Комментарий Ли Сичжая: «Путь нисходит вниз – и появляются образы. Когда рождаются образы, вещи следуют за ними. Глупые идут – и не возвращаются. Умные идут – и не встречают вреда. Те, кто не возвращается, сбиваются с Пути и следуют вещам. Те, кто не встречает вреда, живут вместе с Путем и во всем находят отдохновение и мир. Премудрый человек относится к предметам, как путник находит приют на постоялом дворе: он ненадолго задерживается там и уходит без сожаления.
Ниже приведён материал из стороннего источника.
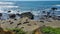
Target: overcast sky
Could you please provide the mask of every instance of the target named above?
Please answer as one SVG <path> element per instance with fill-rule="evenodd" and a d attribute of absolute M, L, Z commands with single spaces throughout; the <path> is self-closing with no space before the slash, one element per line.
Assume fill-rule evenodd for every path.
<path fill-rule="evenodd" d="M 60 0 L 0 0 L 0 1 L 60 1 Z"/>

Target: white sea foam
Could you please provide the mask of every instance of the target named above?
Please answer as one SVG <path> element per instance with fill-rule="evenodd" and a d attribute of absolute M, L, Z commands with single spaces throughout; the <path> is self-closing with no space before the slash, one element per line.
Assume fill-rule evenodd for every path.
<path fill-rule="evenodd" d="M 0 2 L 0 4 L 3 5 L 3 4 L 15 4 L 15 3 L 13 3 L 13 2 Z"/>
<path fill-rule="evenodd" d="M 60 9 L 58 9 L 58 10 L 55 10 L 55 11 L 60 11 Z"/>
<path fill-rule="evenodd" d="M 3 8 L 18 8 L 18 6 L 15 6 L 14 4 L 14 2 L 0 2 L 0 10 Z"/>
<path fill-rule="evenodd" d="M 0 10 L 0 13 L 3 13 L 4 11 Z"/>
<path fill-rule="evenodd" d="M 0 8 L 18 8 L 18 6 L 0 6 Z"/>
<path fill-rule="evenodd" d="M 60 6 L 60 5 L 55 5 L 55 6 Z"/>

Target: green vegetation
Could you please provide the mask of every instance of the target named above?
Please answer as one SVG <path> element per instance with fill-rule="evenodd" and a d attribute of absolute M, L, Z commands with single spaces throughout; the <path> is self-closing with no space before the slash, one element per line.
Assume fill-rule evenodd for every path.
<path fill-rule="evenodd" d="M 60 34 L 60 28 L 42 27 L 41 31 L 44 34 Z"/>
<path fill-rule="evenodd" d="M 12 29 L 7 29 L 7 30 L 11 30 L 15 32 L 15 34 L 26 34 L 26 32 L 24 32 L 22 29 L 19 29 L 19 28 L 12 28 Z"/>

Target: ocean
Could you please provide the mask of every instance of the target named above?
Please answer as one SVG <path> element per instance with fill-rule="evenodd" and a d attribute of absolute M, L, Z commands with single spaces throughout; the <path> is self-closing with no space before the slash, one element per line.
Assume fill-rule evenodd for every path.
<path fill-rule="evenodd" d="M 11 10 L 15 13 L 19 11 L 27 12 L 30 11 L 34 15 L 38 15 L 39 11 L 46 11 L 52 7 L 56 7 L 58 10 L 55 12 L 55 15 L 60 15 L 60 1 L 5 1 L 0 2 L 0 11 L 2 13 L 7 13 L 7 11 Z M 40 12 L 41 13 L 41 12 Z"/>
<path fill-rule="evenodd" d="M 50 8 L 53 7 L 53 5 L 60 5 L 60 1 L 15 1 L 15 2 L 5 1 L 5 2 L 12 2 L 14 3 L 13 6 L 19 6 L 18 8 L 21 10 L 29 10 L 31 8 L 32 9 Z"/>
<path fill-rule="evenodd" d="M 36 10 L 50 7 L 57 7 L 55 5 L 60 5 L 60 1 L 16 1 L 14 5 L 19 6 L 21 10 Z"/>

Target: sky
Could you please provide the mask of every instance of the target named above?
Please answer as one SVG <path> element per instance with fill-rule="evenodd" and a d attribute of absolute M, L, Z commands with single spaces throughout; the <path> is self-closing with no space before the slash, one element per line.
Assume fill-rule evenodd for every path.
<path fill-rule="evenodd" d="M 60 1 L 60 0 L 0 0 L 0 1 Z"/>

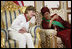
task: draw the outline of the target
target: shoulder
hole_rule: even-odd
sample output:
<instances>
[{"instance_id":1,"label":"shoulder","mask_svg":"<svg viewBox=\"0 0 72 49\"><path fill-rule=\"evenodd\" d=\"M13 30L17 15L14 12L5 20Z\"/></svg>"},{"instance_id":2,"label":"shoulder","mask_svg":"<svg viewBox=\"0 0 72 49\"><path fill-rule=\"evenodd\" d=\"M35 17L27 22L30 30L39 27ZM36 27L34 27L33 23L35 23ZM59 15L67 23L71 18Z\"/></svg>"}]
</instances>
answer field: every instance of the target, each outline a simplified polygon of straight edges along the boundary
<instances>
[{"instance_id":1,"label":"shoulder","mask_svg":"<svg viewBox=\"0 0 72 49\"><path fill-rule=\"evenodd\" d=\"M24 14L20 14L17 16L17 18L23 18L24 17Z\"/></svg>"},{"instance_id":2,"label":"shoulder","mask_svg":"<svg viewBox=\"0 0 72 49\"><path fill-rule=\"evenodd\" d=\"M58 19L60 16L58 14L53 14L51 18Z\"/></svg>"},{"instance_id":3,"label":"shoulder","mask_svg":"<svg viewBox=\"0 0 72 49\"><path fill-rule=\"evenodd\" d=\"M20 15L18 15L18 17L22 17L22 16L24 16L24 14L20 14Z\"/></svg>"}]
</instances>

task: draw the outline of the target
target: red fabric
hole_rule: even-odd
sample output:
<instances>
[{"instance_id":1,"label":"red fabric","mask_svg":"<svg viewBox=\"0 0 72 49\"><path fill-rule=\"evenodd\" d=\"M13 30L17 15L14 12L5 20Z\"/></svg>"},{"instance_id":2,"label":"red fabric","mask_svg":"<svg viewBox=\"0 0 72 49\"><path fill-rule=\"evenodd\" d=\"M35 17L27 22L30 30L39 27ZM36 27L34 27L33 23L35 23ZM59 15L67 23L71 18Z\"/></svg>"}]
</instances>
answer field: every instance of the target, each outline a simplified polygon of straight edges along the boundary
<instances>
[{"instance_id":1,"label":"red fabric","mask_svg":"<svg viewBox=\"0 0 72 49\"><path fill-rule=\"evenodd\" d=\"M57 36L62 39L66 48L71 48L71 29L59 31Z\"/></svg>"},{"instance_id":2,"label":"red fabric","mask_svg":"<svg viewBox=\"0 0 72 49\"><path fill-rule=\"evenodd\" d=\"M21 1L21 3L22 3L22 6L24 6L24 3L23 3L23 1Z\"/></svg>"},{"instance_id":3,"label":"red fabric","mask_svg":"<svg viewBox=\"0 0 72 49\"><path fill-rule=\"evenodd\" d=\"M56 14L54 14L54 15L56 15ZM51 18L54 17L54 15L51 16ZM71 48L71 24L69 24L67 21L64 21L60 16L55 20L62 23L65 28L63 29L61 27L54 26L54 25L52 25L51 28L54 29L54 27L56 27L57 28L57 36L61 37L66 48ZM46 22L45 20L42 21L43 29L49 29L48 25L49 25L48 22Z\"/></svg>"},{"instance_id":4,"label":"red fabric","mask_svg":"<svg viewBox=\"0 0 72 49\"><path fill-rule=\"evenodd\" d=\"M52 25L53 26L53 25ZM42 21L42 28L43 29L50 29L49 28L49 23L46 22L45 20ZM53 27L51 27L51 29L53 29Z\"/></svg>"},{"instance_id":5,"label":"red fabric","mask_svg":"<svg viewBox=\"0 0 72 49\"><path fill-rule=\"evenodd\" d=\"M16 3L19 6L24 6L24 2L23 1L13 1L14 3Z\"/></svg>"},{"instance_id":6,"label":"red fabric","mask_svg":"<svg viewBox=\"0 0 72 49\"><path fill-rule=\"evenodd\" d=\"M16 3L17 5L19 5L19 3L17 1L13 1L14 3ZM19 5L20 6L20 5Z\"/></svg>"},{"instance_id":7,"label":"red fabric","mask_svg":"<svg viewBox=\"0 0 72 49\"><path fill-rule=\"evenodd\" d=\"M57 14L52 15L51 18L53 18L55 15ZM56 26L58 32L65 29L71 29L71 24L69 24L69 22L67 21L64 21L60 16L58 16L58 18L54 20L60 22L65 27L65 28L61 28Z\"/></svg>"},{"instance_id":8,"label":"red fabric","mask_svg":"<svg viewBox=\"0 0 72 49\"><path fill-rule=\"evenodd\" d=\"M49 12L50 13L50 10L48 9L48 7L43 7L41 9L41 13L44 15L45 12Z\"/></svg>"}]
</instances>

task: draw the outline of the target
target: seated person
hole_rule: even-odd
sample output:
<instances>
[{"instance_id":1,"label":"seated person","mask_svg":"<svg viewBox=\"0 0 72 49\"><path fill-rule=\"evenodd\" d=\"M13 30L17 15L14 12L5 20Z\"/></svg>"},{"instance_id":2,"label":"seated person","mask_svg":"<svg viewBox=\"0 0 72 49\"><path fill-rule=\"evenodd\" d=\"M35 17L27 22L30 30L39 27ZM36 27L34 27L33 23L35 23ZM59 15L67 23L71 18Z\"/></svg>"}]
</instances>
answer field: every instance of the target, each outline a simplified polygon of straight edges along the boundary
<instances>
[{"instance_id":1,"label":"seated person","mask_svg":"<svg viewBox=\"0 0 72 49\"><path fill-rule=\"evenodd\" d=\"M30 24L35 23L36 9L28 6L24 14L17 16L9 30L11 39L19 42L19 48L34 48L31 34L28 32ZM28 18L31 18L30 20Z\"/></svg>"},{"instance_id":2,"label":"seated person","mask_svg":"<svg viewBox=\"0 0 72 49\"><path fill-rule=\"evenodd\" d=\"M57 36L59 36L66 48L71 48L71 24L64 21L59 15L54 14L50 16L50 10L48 7L41 9L42 13L42 28L43 29L55 29Z\"/></svg>"}]
</instances>

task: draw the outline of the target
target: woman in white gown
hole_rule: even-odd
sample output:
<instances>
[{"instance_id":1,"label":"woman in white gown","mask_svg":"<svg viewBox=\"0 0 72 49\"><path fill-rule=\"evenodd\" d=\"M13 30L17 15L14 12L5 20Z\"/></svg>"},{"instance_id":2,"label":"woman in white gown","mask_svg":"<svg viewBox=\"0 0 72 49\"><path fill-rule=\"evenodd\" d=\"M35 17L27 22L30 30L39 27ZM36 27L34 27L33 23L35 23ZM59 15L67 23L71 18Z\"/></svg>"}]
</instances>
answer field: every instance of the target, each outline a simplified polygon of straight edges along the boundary
<instances>
[{"instance_id":1,"label":"woman in white gown","mask_svg":"<svg viewBox=\"0 0 72 49\"><path fill-rule=\"evenodd\" d=\"M19 42L19 48L34 48L32 36L28 33L29 25L35 23L36 9L33 6L28 6L24 14L17 16L9 28L9 35L11 39ZM28 17L31 19L28 20Z\"/></svg>"}]
</instances>

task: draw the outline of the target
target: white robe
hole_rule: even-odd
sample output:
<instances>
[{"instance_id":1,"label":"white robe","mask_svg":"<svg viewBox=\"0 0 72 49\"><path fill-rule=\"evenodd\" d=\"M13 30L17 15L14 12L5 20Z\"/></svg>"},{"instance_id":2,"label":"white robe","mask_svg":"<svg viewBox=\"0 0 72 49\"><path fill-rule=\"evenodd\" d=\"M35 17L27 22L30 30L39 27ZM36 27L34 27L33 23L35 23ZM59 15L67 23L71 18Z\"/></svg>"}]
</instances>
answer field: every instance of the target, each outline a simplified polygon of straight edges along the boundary
<instances>
[{"instance_id":1,"label":"white robe","mask_svg":"<svg viewBox=\"0 0 72 49\"><path fill-rule=\"evenodd\" d=\"M17 16L17 18L13 21L9 30L9 35L12 39L15 39L19 42L19 48L26 48L26 44L28 48L34 48L34 43L32 41L32 37L30 33L19 33L18 31L25 27L28 32L29 22L35 23L35 17L33 16L30 21L26 22L26 18L24 14Z\"/></svg>"}]
</instances>

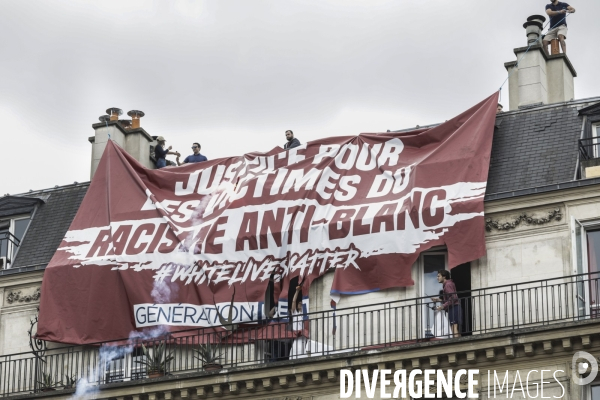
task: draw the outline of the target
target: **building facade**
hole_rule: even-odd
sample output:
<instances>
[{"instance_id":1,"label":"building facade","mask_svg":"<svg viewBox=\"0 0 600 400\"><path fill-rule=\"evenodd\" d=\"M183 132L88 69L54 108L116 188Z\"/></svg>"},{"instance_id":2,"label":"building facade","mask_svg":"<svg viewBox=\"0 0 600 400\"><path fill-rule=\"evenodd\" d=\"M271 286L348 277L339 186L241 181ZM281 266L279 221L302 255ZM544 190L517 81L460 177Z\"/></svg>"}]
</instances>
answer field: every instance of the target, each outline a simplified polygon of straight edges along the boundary
<instances>
[{"instance_id":1,"label":"building facade","mask_svg":"<svg viewBox=\"0 0 600 400\"><path fill-rule=\"evenodd\" d=\"M333 275L315 281L302 357L290 350L298 338L287 323L267 334L230 329L218 340L190 331L146 343L149 354L124 346L110 358L102 346L40 343L29 332L35 333L44 268L88 188L75 183L0 198L0 395L338 399L341 370L477 369L481 398L506 397L506 388L496 393L496 376L508 377L511 390L521 381L525 389L517 386L511 398L537 397L534 391L552 376L541 397L599 400L598 378L585 385L574 380L588 376L592 365L573 371L572 361L578 351L600 357L600 97L573 99L576 72L567 56L535 44L539 19L530 17L528 47L515 49L518 61L506 64L511 111L497 115L494 131L487 255L452 271L461 337L452 337L447 319L431 309L437 271L447 267L440 247L415 263L414 286L342 296L336 310L329 298ZM93 125L92 176L108 138L152 167L155 138L139 127L140 112L134 127L119 121L118 109L108 112L112 119ZM221 369L205 370L195 357L206 343L222 353ZM164 363L167 374L152 377L144 362L161 345L173 359ZM76 391L83 397L73 397ZM377 390L375 398L385 397Z\"/></svg>"}]
</instances>

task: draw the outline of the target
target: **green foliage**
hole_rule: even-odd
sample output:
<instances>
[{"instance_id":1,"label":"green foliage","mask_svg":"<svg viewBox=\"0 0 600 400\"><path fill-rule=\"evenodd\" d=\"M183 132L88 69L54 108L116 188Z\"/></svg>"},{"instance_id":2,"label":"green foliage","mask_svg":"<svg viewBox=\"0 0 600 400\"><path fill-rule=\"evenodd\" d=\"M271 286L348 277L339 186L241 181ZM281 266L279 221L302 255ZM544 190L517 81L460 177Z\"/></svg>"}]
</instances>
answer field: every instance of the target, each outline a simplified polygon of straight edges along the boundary
<instances>
[{"instance_id":1,"label":"green foliage","mask_svg":"<svg viewBox=\"0 0 600 400\"><path fill-rule=\"evenodd\" d=\"M149 374L157 372L165 373L167 364L174 358L173 352L167 354L167 346L165 343L154 346L151 350L152 351L142 344L142 351L144 352L145 357L143 360L136 361L136 363L145 365Z\"/></svg>"},{"instance_id":2,"label":"green foliage","mask_svg":"<svg viewBox=\"0 0 600 400\"><path fill-rule=\"evenodd\" d=\"M74 388L76 383L77 383L77 378L75 377L75 375L72 375L72 376L65 375L65 389Z\"/></svg>"},{"instance_id":3,"label":"green foliage","mask_svg":"<svg viewBox=\"0 0 600 400\"><path fill-rule=\"evenodd\" d=\"M200 347L194 349L194 351L198 353L197 355L194 355L194 357L201 360L203 365L218 364L217 361L223 358L221 357L223 352L220 351L219 346L210 343L200 345Z\"/></svg>"},{"instance_id":4,"label":"green foliage","mask_svg":"<svg viewBox=\"0 0 600 400\"><path fill-rule=\"evenodd\" d=\"M42 377L38 381L38 385L40 385L40 389L54 389L56 386L62 385L62 382L55 382L52 374L47 374L42 372Z\"/></svg>"}]
</instances>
Вот почему премудрый человек, держащийся Великого Образа, даже следуя вещам, сердцем пребывает вместе с Путем и смотрит на не имеющее образа, слушает беззвучный звук и пользуется пользой бесполезного. Это значит, что он воспринял пользу Пути, которая пребывает между вещей».

XXXVI

Если хочешь сжать,
Прежде нужно растянуть.
Если хочешь ослабить,
Прежде нужно усилить.
Если хочешь развалить,
Прежде нужно возвеличить.
Если хочешь отнять,
Прежде нужно дать.
Вот что зовется «опережающим прозрением».
Мягкое и слабое одолеет твердое и сильное.
Рыбе лучше не покидать глубины,
А то, что приносит царству благо, нельзя показывать людям.
Примечания к переводу

1. В начальной строке исходное значение слова «сжать» – углубление на переносице, то есть уводящая вовнутрь линия. В древних списках «Дао дэ цзина» оно записывается разными иероглифами, подбираемыми по принципу омофонии, реже – синонимии.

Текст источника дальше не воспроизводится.